Schmaizl-Brüder Sachsenkam

Hans Bacher war schon dabei, als die Sachsenkamer Schmaizl-Brüder sich im Jahr 1975 gegründet haben.

(Foto: Manfred Neubauer)

Hans, sein Bruder, wirkt am Stammtisch leicht verschnupft, vermutlich deshalb, weil er schon ein bisschen zu viel geschnupft hat in seinem Leben. Er sei "ein Mann der ersten Stunde", sagt er über sich selbst. Hans Bacher war schließlich dabei, als ein paar junge Burschen aus Sachsenkam im Jahr 1975 eher zufällig in einen Schnupf-Wettbewerb in Brunnthal bei München gerieten. Diese erste Erfahrung blieb damals nicht nur in ihren Nasen haften. Nur wenige Tage nach dem Wettbewerb, am Abend des 24. April 1975, gründeten die zwölf Männer im Neuwirt ihren eigenen Schnupfverein: die Schmaizl-Brüder Sachsenkam. Das Schnupfen, davon sind sie seit jeher überzeugt, gehöre schließlich ebenso zum bayerischen Kulturgut wie Schuhplatteln oder Maibaumklauen. Und so wird es auch zelebriert.

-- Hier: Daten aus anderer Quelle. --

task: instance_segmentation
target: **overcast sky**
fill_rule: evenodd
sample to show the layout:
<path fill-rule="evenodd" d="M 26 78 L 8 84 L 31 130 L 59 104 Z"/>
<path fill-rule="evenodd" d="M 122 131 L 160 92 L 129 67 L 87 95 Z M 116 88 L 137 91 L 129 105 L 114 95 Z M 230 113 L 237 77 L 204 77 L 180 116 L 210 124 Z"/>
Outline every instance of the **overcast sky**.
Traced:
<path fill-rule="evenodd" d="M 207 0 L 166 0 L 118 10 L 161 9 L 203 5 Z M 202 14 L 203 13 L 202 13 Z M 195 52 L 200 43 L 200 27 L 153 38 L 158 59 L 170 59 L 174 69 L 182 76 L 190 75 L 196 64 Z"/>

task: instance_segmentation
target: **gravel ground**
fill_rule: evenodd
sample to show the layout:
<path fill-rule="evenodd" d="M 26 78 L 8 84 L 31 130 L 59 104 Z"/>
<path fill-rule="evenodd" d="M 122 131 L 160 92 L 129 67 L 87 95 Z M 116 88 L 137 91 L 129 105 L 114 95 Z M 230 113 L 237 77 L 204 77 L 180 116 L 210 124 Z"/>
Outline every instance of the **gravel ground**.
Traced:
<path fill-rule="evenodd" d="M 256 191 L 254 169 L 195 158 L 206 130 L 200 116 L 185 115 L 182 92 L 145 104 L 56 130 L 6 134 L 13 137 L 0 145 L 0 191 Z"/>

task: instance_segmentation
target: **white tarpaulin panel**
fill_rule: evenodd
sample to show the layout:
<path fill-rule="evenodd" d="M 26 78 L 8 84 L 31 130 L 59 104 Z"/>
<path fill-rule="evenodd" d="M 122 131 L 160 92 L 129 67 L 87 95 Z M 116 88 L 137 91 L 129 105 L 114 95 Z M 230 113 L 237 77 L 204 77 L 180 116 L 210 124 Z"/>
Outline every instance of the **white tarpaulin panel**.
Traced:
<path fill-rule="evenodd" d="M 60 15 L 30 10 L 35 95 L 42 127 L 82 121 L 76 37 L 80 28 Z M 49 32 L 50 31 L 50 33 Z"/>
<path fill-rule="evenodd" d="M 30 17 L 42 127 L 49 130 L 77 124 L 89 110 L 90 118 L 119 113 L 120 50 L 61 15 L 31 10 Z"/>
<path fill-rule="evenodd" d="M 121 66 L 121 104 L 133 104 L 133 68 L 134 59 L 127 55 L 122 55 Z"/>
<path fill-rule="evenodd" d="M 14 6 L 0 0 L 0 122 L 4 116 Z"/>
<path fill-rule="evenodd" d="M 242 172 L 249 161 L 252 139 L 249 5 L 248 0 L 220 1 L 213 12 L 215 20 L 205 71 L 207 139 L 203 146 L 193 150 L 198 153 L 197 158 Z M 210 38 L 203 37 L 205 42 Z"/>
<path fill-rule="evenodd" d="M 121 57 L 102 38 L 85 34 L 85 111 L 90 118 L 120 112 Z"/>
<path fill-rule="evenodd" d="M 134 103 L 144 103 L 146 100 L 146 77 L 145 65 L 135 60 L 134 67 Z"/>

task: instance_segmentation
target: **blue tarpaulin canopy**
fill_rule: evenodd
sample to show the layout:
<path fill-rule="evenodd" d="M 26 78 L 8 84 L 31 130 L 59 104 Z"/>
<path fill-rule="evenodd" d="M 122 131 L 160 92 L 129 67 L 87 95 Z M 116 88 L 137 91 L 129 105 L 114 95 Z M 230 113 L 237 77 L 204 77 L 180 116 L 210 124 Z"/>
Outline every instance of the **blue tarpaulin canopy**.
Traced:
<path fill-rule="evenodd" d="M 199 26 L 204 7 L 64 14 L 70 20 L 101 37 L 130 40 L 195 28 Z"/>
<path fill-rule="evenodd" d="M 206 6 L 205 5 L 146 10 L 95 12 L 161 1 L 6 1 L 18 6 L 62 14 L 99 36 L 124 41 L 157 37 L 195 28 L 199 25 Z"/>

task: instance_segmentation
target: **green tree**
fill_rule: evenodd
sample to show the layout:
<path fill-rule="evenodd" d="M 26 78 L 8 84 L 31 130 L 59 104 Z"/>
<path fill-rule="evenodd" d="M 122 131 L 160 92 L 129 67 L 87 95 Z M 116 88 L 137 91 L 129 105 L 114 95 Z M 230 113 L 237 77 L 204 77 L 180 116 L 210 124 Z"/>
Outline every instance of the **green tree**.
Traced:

Jedes der Mitglieder hat seine eigene Schnupftabakdose. Fast alle Tabake stammen aus marktführenden Firmen in Landshut oder Regensburg, einzig Kassier Hubert Ludwig wagt sich manchmal an exotischere Tabake aus dem Internet heran - aus Indien, Namibia oder England. Die Geschmacksrichtungen reichen von Himbeere über Bubble-Gum bis zu Fichtennadel. Jeder schwört auf seinen eigenen Stoff, der bereitwillig zum Probieren angeboten wird. Nach dem Konsum lässt man das Nikotin zunächst über die Nasenschleimhäute wirken. Danach, so handhaben es die meisten, wird das braune Zeug wieder aus der Nase geschnäuzt. Stoff- oder Papiertaschentücher gehören unbedingt zur Ausstattung des Schmaizl-Bruders.

Schmaizl-Brüder Sachsenkam

Antje Rothe übt für die nächste Meisterschaft. Außer ihr gehören noch 24 Frauen dem Verein an, der sich einmal im Monat trifft.

(Foto: Manfred Neubauer)

Besonders turbulent wird es bei den Schnupfmeisterschaften, die der Verein einmal im Jahr austrägt. Kurz gesagt ist das Ziel, in einer bestimmten Zeit möglichst viel Schnupftabak in seiner Nase unterzubringen, ohne ihn aber ganz hochzuziehen. Jeder Teilnehmer beginnt mit einer handelsüblichen Zehn-Gramm-Dose und bekommt drei Minuten Zeit dafür. Danach wird der Rest in der Dose mit einer Feinwaage abgewogen und das Ergebnis ermittelt.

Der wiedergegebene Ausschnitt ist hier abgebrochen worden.